The hyper-enriched plant is widely applied to soil remediation due to the high accumulation and tolerance of the hyper-enriched plant to heavy metals, and has the advantages of no secondary pollution, low cost and the like. Patent CN107695088A discloses a method for restoring As and Cd combined polluted farmland soil by using a hyper-enriched plant biomass charcoal combined system. The method utilizes hyper-enrichment plants and a modifier to restore the soil Cd; but the repair efficiency is low, the repair cycle is long, the repair process is complex, and the treatment cost is increased. Patent CN107999535A discloses a method for restoring cadmium-polluted soil by using herbaceous plants, patent CN108114977A discloses a method for quickly restoring cadmium-polluted cultivated land by using super-enriched plants and energy plants for crop rotation planting, and patent CN109127695A discloses a phytoremediation method for heavy metal Cd-polluted soil. The above patents have low mass transfer efficiency, low Cd reduction efficiency, complex operation and higher cost. Therefore, a Cd reduction method which does not cause secondary pollution, is environment-friendly, and has high and durable treatment efficiency is urgently needed.
Disclosure of Invention
Aiming at the defects of the prior art, the invention discloses an in-situ reduction remediation method for a cadmium-polluted farmland, which is used for realizing the rapid and efficient remediation of the cadmium-polluted farmland.

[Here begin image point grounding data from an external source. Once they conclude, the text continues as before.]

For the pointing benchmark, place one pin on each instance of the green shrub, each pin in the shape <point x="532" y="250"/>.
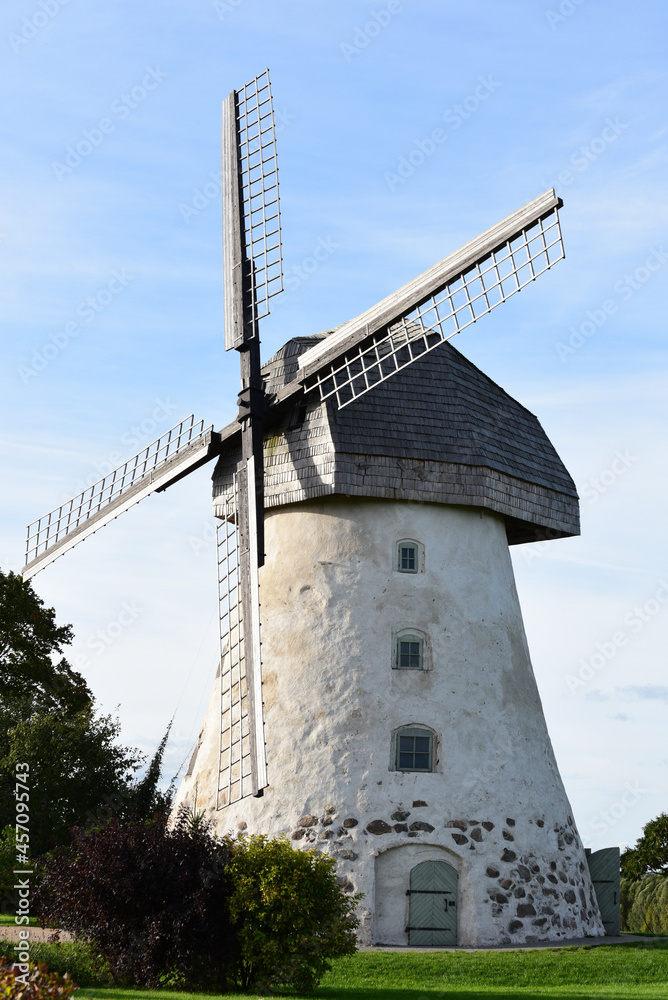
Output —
<point x="7" y="860"/>
<point x="650" y="854"/>
<point x="288" y="913"/>
<point x="76" y="958"/>
<point x="644" y="905"/>
<point x="32" y="982"/>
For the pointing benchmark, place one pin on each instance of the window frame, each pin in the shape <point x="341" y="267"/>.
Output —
<point x="413" y="638"/>
<point x="414" y="731"/>
<point x="415" y="546"/>
<point x="411" y="633"/>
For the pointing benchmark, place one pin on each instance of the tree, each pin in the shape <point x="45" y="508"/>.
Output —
<point x="151" y="900"/>
<point x="650" y="854"/>
<point x="77" y="773"/>
<point x="31" y="678"/>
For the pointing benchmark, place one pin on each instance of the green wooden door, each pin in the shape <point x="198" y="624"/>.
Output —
<point x="604" y="871"/>
<point x="432" y="920"/>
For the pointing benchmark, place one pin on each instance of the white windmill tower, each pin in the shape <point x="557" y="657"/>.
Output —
<point x="390" y="716"/>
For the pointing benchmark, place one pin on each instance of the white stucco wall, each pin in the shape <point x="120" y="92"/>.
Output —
<point x="331" y="601"/>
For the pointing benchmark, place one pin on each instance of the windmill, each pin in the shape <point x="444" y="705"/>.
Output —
<point x="272" y="460"/>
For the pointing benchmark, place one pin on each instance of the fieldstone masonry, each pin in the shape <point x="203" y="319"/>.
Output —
<point x="493" y="806"/>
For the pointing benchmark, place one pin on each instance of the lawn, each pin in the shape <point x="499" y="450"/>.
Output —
<point x="617" y="972"/>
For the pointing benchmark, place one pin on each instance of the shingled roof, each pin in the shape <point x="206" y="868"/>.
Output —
<point x="440" y="431"/>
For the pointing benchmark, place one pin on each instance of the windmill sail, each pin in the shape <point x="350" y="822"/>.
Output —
<point x="252" y="262"/>
<point x="242" y="760"/>
<point x="437" y="305"/>
<point x="252" y="274"/>
<point x="182" y="449"/>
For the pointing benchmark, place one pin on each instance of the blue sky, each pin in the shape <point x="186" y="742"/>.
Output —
<point x="112" y="308"/>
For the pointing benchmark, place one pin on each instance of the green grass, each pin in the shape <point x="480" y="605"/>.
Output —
<point x="616" y="972"/>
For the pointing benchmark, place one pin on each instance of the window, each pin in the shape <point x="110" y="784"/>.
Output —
<point x="415" y="749"/>
<point x="408" y="557"/>
<point x="409" y="652"/>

In order to solve the technical problems, the technical scheme of the invention is as follows:
an in-situ reduction remediation method for a cadmium-polluted farmland comprises the steps of ploughing the farmland to be remediated, introducing an eluent solution into the farmland, uniformly mixing ploughed soil and the eluent solution, standing for layering, putting an ecological floating plate into the farmland, taking out the ecological floating plate after 15-30 days, and realizing in-situ removal of cadmium in the cadmium-polluted farmland;
wherein the concentration of ferric chloride in the eluent solution is 1-10mM, and the concentration of citric acid is 1-5 mM; standing and layering, wherein the water covering height in the farmland is 8-12 cm; the ecological floating plate is provided with a planting groove, the wall of the planting groove is provided with a plurality of through holes, a mixed matrix consisting of biochar and clay is filled in the planting groove, and cadmium-enriched plants are planted on the mixed matrix; the throwing density of the ecological floating plate is 1-5/m2。
Further, during the plowing treatment, the plowing depth of the soil in the field to be restored is 15-30 cm.
Further, the concentration of ferric chloride in the eluent solution is 3-7mM, and the concentration of citric acid is 2-4 mM.
And further, standing for 12-48h to realize layering, namely layering the eluent solution and the soil.
Further, the volume ratio of the biochar to the clay in the mixed matrix is 1-2: 1.
Further, in the mixed matrix, the particle sizes of biochar and clay are both greater than 0.15 mm, preferably, the biochar is derived from one or more of rice straw, corn straw and sesame straw, and the clay comprises one or more of attapulgite, kaolin and montmorillonite.
Further, the throwing density of the ecological floating plate is 2-3/m2。
Further, the cadmium-enriched plant is one or more of Potentilla tormentosa, Viola Baoshanensis, Picris japonica, houttuynia cordata, Thalasia alata, red mula leaves, Brassica juncea, Artemisia selengensis and Solanum nigrum.
Further, the content of Cd in the soil of the farmland to be restored is 0.6-5 mg/kg.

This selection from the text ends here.